Na sequência, Elmar teve reunião com o ministro Costa no Planalto e almoçou com Gleisi.

Como o governo não tem maioria na Câmara, a decisão sobre quem sairá vitorioso não passa necessariamente pelo palácio, muito embora alguns fatores que têm o Poder Executivo no centro do debate devam ser essenciais para o resultado.

É o caso da crise das emendas, que pôs o Planalto e o Congresso em rota de colisão. O governo reclama que uma parte significativa do orçamento está nas mãos dos parlamentares, o que inviabiliza em parte a execução dos seus projetos.

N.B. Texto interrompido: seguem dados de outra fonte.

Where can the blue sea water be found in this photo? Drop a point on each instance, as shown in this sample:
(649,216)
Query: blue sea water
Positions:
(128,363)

Partindo de decisões monocráticas do ministro Flávio Dino, até recentemente integrante do primeiro escalão de Lula, o STF suspendeu o modelo que vinha prevalecendo, o que agradou ao Planalto. Para evitar maiores rusgas, foi preciso fazer um acordo com o Congresso para ficar numa espécie de meio-termo, mas o resultado prático desse acordo ainda é incerto e pode pesar na disputa de fevereiro.

Outros fatores que devem influenciar na decisão são os resultados das eleições municipais deste ano, que vão reconfigurar a escala de grandeza dos partidos, e as tratativas para a sucessão no Senado – a eleição do amapaense Davi Alcolumbre, do União Brasil, é dada como certa. Há um certo consenso, tanto no governo quanto entre os parlamentares, em torno da ideia de que, para evitar concentração excessiva de poder, um mesmo partido não pode levar a presidência da Câmara e a do Senado. O jogo, porém, ainda está em aberto.